21st- 24th October 2015
Our journey from Cancun to Valladolid was with the ADO bus service, which is a bit of a luxury. The seats are comfy, the air conditioning is good, and they were even playing one of the hobbit films in Spanish so we tried to understand that (I struggled even though I’d seen it before…)
On arriving it was clear that the town had a very different feel to Cancun. It is very pretty and old fashioned, with a big church looking over a central plaza and a grid of streets with colourful buildings and touristy trinket shops. Our hostel is definitely a step up as well, with a clean bathroom and rocking chairs on the porch which we have enjoyed using immensely (I am in fact on one now as I start to write this).

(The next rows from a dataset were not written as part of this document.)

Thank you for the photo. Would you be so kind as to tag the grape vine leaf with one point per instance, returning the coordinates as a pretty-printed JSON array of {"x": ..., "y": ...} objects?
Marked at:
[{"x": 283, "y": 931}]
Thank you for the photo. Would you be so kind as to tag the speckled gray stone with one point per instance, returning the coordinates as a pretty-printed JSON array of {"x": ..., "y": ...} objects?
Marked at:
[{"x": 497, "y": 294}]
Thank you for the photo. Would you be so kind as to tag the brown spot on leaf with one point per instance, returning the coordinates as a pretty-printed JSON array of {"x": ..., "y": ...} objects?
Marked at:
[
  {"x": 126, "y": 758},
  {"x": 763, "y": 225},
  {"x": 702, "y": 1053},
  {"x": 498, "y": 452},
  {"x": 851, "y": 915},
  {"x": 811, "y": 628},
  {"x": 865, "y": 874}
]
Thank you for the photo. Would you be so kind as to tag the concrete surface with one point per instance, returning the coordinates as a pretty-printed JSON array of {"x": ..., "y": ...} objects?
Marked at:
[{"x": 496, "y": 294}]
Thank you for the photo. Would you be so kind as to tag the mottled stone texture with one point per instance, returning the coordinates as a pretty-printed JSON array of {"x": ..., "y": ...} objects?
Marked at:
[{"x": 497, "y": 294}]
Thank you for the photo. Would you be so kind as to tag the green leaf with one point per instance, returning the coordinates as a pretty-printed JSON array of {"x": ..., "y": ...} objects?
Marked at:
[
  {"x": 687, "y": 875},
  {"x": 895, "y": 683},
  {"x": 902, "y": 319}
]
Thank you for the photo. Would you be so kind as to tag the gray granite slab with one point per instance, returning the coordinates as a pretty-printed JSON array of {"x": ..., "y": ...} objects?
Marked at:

There’s been plenty to do, the main things being:
These Mayan ruins have been somewhere I’ve wanted to go for a while, and apparently are also one of the seven modern wonders of the world. We decided to save some money and travel to Chichen by colectivo, which is part shuttle bus part shared taxi. We arrived and got in, and then waited for more people to join until they decided there were enough of us to make the journey. It was a surprisingly comfortable trip and saved us money on getting the ADO again.
The ruins themselves were pretty impressive, and also lots more expansive than I’d expected. The main event is el castillo, the huge central pyramid, but there are also ball courts, temples, a church, and a couple of cenotes (sink holes) to see. There are also a massive amount of souvenir stalls lining every single path you could possibly walk down, meaning that everywhere you went you were greeted with a chorus of “hola hola”, “$1 muy barato almost free”, “very nice present for your boyfriend chicas” etc. One guy went with “very cheap, make my day, never forget me my name is Pepito”. So there you are Pepito, you are not forgotten.
I was also very excited by the wildlife around us. There were iguanas everywhere, sunning themselves on the ruins or eating flowers in the grass. There were also leaf cutter ants which were pretty cool too. A less welcome animal visitor was a huge spider, which Rav discovered on herself when we were sitting and having a rest in the shade. They are massive out here…
We were glad to have got there in the morning as midday got both hotter and more crowded, so we called it a day and got the colectivo back to town. This was tricky as we had no idea where to wait for it so we just sat by the entrance to the car park for ages until one turned up and flagged it down. The journey back was a bit more crowded, but it was still a super cheap way to get about.
The guy who checked us into the hostel recommended a couple of cenotes for us to visit a few miles out of town. On our second day we took another shared taxi out to Dzitnup, which is the home of the Samula and X’Keken cenotes. We’d heard that X’Keken was the more famous and beautiful of the two so headed to Samula first, and were amazed to find the whole cave completely empty, with not a single person around.
This must be one of the most amazing things I’ve ever done, swimming in the clear water of a cave we had all to ourselves except for the fish (most of which were of the kind you get in foot spas and had a great time eating our legs. We stayed in for ages, amazingly only joined a couple of times by other people who were then on their way. It was well worth going early just for this experience.
X’Keken was much busier – there was a big group of English speaking travellers and a few older Mexican locals relaxing in the water. This cave was definitely impressive – long tree roots hanging from the small opening at the top and bats flying around everywhere. It was awesome, but didn’t feel quite as special as our private cenote previously. It was worth organising the trip there ourselves, as the whole excursion including travel ended up costing less than £7 which is a fraction of what you pay if you go to the cenotes with a tour company, and we had no time limit on how long we could stay there.
The town itself
With our mornings spent out and about, we spent most afternoons in the town. It tends to rain mid afternoon so we’d spend some time in the hostel, then wander the rest of the time. The town has a mixture of colonial and Mayan history, and there were plenty of buildings and churches to look at. Lots of the women, particularly the older ones, wear traditional Mayan dresses which are white with floral embroidery. The feel of the whole area is really nice and felt very safe and friendly.
Eating on a budget was relatively easy (although there were some expensive restaurants around, especially on the main plaza), and we are getting used to what the different foods of the area are. Highlights included pollo pibil, which is chicken slow cooked in a banana leaf and tasted fantastic, and a little local cafeteria we found with super cheap sopes and panuchos which both look a little like tacos but have different bases. Budget lunches have included Rav making her own quesadillas, and me eating a pot of something called ‘instant lunch’ which was basically a pot noodle and although it wasn’t the tastiest thing ever, did only cost 5 pesos (about 20p).
I’m sure I could say so much more about Valladolid and we could have stayed even longer and done more things (there were also some ruins about 20 mind away at Ek Balam which we missed), but that seems plenty for now otherwise I’ll end up falling behind. Will be writing again after Merida, our next town.